Les sondages et études d’opinion occupent une place importante dans le débat public depuis une vingtaine d’années, notamment dans un contexte politique où ces études peuvent devenir décisives à l’approche des campagnes électorales, déterminant l’importance octroyée aux candidats.
Grand reporter au Monde, Luc Bronner a mené une enquête, lors de laquelle il a passé près d’un mois et demi à s’infiltrer, sous une dizaine d’identités fictives, au sein des plus grands noms d’instituts de sondages en France.

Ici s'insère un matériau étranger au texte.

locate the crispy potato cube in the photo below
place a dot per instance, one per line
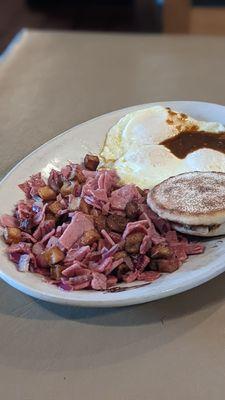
(67, 188)
(53, 255)
(90, 237)
(12, 235)
(46, 193)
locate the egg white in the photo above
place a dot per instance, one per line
(132, 147)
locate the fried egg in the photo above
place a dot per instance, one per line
(132, 147)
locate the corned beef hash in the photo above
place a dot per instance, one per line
(83, 229)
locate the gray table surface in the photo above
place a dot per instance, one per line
(168, 349)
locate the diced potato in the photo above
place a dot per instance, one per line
(53, 255)
(80, 176)
(67, 188)
(46, 193)
(84, 207)
(120, 254)
(55, 207)
(74, 204)
(12, 235)
(161, 251)
(90, 237)
(56, 271)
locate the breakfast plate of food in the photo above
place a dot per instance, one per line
(123, 209)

Après avoir répondu à presque 300 sondages sur des thématiques diverses et variées, Luc Bronner livre ce qu’il a pu en déduire.
Plusieurs questions l’ont mené à la réalisation de cette enquête : qui se cache derrière ces sociétés de sondages ? Qui peut devenir panéliste et répondre aux sondages d’opinion ? Est-ce que les identités des participants sont vérifiées par les instituts de sondages ?
Société marketing, panélistes et méthodes d’enquête
Des “instituts” qui sont en réalité des sociétés marketing répondant à des commandes d’entreprises. Celles-ci offrent une rémunération dérisoire à ceux qui acceptent de répondre à des questions et donner leurs opinions sur des sujets variés.
L’achat de panélistes entre sociétés concurrentes, par exemple, est fréquent selon Luc Bronner. “Ça démontre qu’on est sur une démarche marketing et absolument pas une démarche scientifique”, explique-t-il, précisant néanmoins que ces sondages se révèlent pratiques pour les médias dans la production de l’information et l’animation du débat public.
Tout le monde peut être panéliste. Les plus grands instituts en comptent entre 100 000 et plusieurs millions. Une facilité d’accès qui soulève l’interrogation de la vérification de l’identité des sondés, ainsi que la véracité de leurs réponses. Luc Bronner précise que ces sociétés “ont des moyens de contrôle sur la concentration des répondants, sur la nature des réponses, mais c’est évidemment très compliqué pour eux de contrôler la réalité de ce que déclarent les panélistes”.
Les sondages politiques ont, quant à eux, une influence sur le temps de parole des candidats sur les chaînes et radios d’information. Il y a néanmoins des ratés. Par exemple, pour l’élection présidentielle de 2002, les instituts n’avaient pas perçu la poussée de Jean-Marie Le Pen, passant par une autre méthode d’enquête qu’on appelle le “face-à-face”. Selon Luc Bronner, “il y avait à l’époque une sous-déclaration du vote d’extrême droite quand on posait la question aux Français via les sondages en face-à-face”.
Luc Bronner clôture cette enquête avec l’affirmation que ces différentes méthodes de sondage présentent des limites considérables.